August 14, 2020 @ 2:00 pm - 3:00 pm

Free
The monarchs’ history is lengthy, and details are few, but it’s clear that this species has survived an extremely variable climatic history.

About this Event

The pending petition before the Department of Interior to declare the monarch butterfly a threatened species requires that we do everything we can to understand the population dynamics of this species.

The responses of monarchs to weather events in the last two decades provide insights as to both the size of past and future monarch populations. This population dynamic has played out against a background of human driven changes in habitats across the landscapes of eastern North America and Mexico. Unfortunately, landscapes that support monarchs are continuing to decline rapidly as a result of agricultural practices, development and warming climates. These changes not only involve the loss of milkweeds and nectar sources needed to sustain reproduction and migration but extend to the persistence of the forests in Mexico that sustain the overwintering population. Will the monarch migration become a victim of climate change? Probably. Can we keep this from happening? Yes.

Speaker Bio: Chip Taylor is the Founder and Director of Monarch Watch, and an Emeritus Professor in the Department of Ecology and Evolutionary Biology at the University of Kansas. Trained as an insect ecologist at the University of Connecticut, his research projects have included studies of reproductive isolating mechanisms in sulfur butterflies, reproductive and life history patterns in plants, comparative biology of European and Neotropical African honey bees and migratory behavior of monarch butterflies. In 1974, Chip Taylor established research sites and directed students studying Neotropical African honey bees (killer bees) in French Guiana, Venezuela, and Mexico. In 1992, Taylor founded Monarch Watch, an outreach program focused on education, research and conservation relative to monarch butterflies. Since then, Monarch Watch has enlisted the help of volunteers to tag monarchs during the fall migration.
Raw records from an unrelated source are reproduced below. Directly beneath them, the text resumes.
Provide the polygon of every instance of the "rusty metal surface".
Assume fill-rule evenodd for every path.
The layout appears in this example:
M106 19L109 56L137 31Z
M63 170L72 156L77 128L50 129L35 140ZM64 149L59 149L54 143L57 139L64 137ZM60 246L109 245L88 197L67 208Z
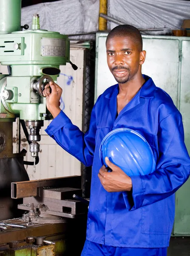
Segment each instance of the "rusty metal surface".
M6 144L5 149L0 153L0 155L12 154L13 149L12 128L12 122L0 122L0 132L5 134L5 140Z
M35 250L36 248L34 249ZM34 249L32 248L33 250ZM55 255L55 245L54 244L40 246L40 247L37 247L36 250L37 255L39 256L54 256Z
M82 195L82 189L73 188L43 189L42 190L40 196L42 197L59 200L71 199L74 194L77 194L79 196Z
M72 176L29 180L20 182L13 182L11 184L11 197L20 198L38 195L38 188L41 187L71 187L80 189L81 177ZM39 193L39 191L38 191Z
M65 233L66 228L66 223L36 224L25 229L10 227L0 232L0 245L8 243L10 241L22 241L28 236L45 237Z

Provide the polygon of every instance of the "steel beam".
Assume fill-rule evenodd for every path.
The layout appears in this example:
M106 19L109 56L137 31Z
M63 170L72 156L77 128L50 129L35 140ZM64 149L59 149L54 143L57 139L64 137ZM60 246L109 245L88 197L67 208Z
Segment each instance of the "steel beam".
M29 180L11 183L11 197L12 198L22 198L40 195L38 188L41 187L72 187L81 188L81 176L71 176Z

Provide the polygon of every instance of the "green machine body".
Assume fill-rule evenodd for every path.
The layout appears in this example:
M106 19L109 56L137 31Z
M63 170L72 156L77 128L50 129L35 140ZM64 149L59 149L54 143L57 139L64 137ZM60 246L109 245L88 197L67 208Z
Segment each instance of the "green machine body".
M0 154L6 147L1 123L19 117L30 129L30 151L35 157L40 129L52 117L43 91L50 81L56 81L60 66L70 62L70 44L66 35L40 29L36 14L31 17L32 29L23 31L28 26L20 25L21 2L2 0L0 5L0 62L9 71L0 75Z

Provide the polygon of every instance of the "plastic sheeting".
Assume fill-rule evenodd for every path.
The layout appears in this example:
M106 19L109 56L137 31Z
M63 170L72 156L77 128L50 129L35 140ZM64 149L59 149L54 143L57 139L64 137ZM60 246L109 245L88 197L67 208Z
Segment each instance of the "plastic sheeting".
M99 7L99 0L61 0L40 3L22 9L22 25L28 24L31 29L32 15L38 13L42 29L67 35L96 31ZM138 28L179 29L184 19L190 18L190 14L188 1L108 0L108 15ZM108 24L108 29L117 26L113 22ZM166 32L168 29L148 33L164 34ZM88 37L82 38L86 39ZM81 37L72 38L81 39Z
M32 16L40 15L40 28L63 34L96 31L99 0L61 0L40 3L22 9L21 24L31 29Z
M188 1L120 0L118 2L108 0L108 15L138 28L166 27L171 30L180 29L183 20L190 19L190 2ZM112 29L117 25L109 22L108 26L109 29Z

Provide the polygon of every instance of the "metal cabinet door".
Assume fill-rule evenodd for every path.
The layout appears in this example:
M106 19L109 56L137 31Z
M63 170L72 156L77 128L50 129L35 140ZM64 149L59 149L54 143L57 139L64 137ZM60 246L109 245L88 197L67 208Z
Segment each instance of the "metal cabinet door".
M190 41L182 41L180 104L183 117L185 145L190 153ZM190 179L176 193L174 235L190 235Z
M147 54L142 73L167 93L177 106L179 41L161 38L143 38Z

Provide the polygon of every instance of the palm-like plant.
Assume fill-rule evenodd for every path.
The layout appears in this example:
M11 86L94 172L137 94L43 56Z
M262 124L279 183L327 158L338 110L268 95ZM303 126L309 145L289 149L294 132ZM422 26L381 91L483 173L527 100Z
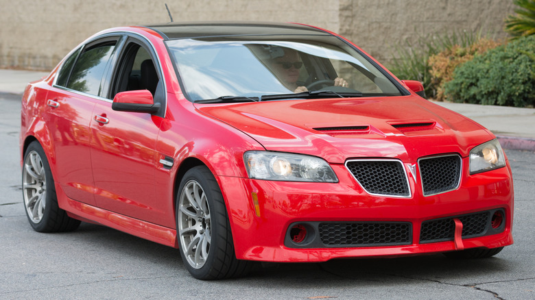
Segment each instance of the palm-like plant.
M506 18L506 31L513 38L535 34L535 0L514 0L516 15Z

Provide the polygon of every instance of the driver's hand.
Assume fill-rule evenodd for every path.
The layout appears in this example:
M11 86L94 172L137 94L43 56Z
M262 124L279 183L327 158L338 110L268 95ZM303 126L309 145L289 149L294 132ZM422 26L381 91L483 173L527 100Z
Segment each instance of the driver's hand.
M336 77L335 78L335 86L343 86L347 88L347 82L344 78Z
M298 86L297 88L296 88L296 90L294 91L294 92L308 92L309 89L307 88L306 86Z

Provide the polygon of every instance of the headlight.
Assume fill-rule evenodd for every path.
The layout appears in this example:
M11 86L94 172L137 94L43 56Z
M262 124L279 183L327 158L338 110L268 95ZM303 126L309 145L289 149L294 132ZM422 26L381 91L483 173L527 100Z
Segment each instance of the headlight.
M506 157L498 140L482 144L470 151L470 173L485 172L506 165Z
M314 156L282 152L248 151L243 155L249 177L264 180L338 182L327 162Z

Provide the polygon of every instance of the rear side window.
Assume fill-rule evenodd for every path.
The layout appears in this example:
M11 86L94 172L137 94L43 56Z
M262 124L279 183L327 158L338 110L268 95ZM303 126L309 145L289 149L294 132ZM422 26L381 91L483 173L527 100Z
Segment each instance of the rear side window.
M115 42L107 42L88 48L82 52L73 68L67 88L98 95L102 75L115 47Z
M80 53L80 49L76 50L69 58L65 60L65 62L63 63L61 69L58 72L58 80L56 82L56 84L60 86L67 86L69 75L71 74L71 70L73 69L74 62L76 60L76 58L78 57L78 53Z

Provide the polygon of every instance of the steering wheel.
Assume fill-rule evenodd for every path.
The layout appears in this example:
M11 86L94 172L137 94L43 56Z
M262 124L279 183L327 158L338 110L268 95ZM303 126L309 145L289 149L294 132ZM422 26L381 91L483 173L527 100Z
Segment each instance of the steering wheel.
M318 80L317 82L312 82L311 84L307 86L307 89L311 90L314 86L319 86L320 84L324 84L326 86L334 86L334 80L331 80L331 79Z

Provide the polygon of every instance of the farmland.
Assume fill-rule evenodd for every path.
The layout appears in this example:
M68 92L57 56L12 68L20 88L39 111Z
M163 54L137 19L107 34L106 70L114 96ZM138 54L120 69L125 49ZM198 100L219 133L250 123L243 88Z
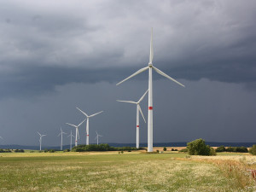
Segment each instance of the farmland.
M254 191L246 169L256 169L255 162L227 153L0 154L0 191ZM236 169L241 165L247 168ZM230 174L230 166L238 173Z

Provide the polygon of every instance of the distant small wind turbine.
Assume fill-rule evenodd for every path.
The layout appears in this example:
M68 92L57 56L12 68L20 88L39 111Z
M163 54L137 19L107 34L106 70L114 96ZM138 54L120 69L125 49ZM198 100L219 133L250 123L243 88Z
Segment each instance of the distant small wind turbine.
M120 101L120 100L117 100L118 102L130 102L130 103L133 103L133 104L137 104L137 136L136 136L136 148L140 148L140 131L139 131L139 127L140 127L140 113L142 114L145 123L146 123L146 120L145 120L145 118L144 118L144 115L143 113L143 111L142 111L142 108L141 108L141 106L140 106L140 102L143 101L143 99L144 98L144 96L146 96L146 94L148 93L148 90L147 90L147 91L143 94L143 96L139 99L139 101L137 101L137 102L132 102L132 101Z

Over 2 million monarchs have been tagged by volunteers since 1992. Of these, over nineteen thousand have been recovered. This program has provided many new insights about the dynamics of the fall monarch migration.

This webinar is being offered ONLINE through Zoom. Webinar ID and password will be sent out before the start of the class. If you did not receive the webinar information, please check your spam or junk folders.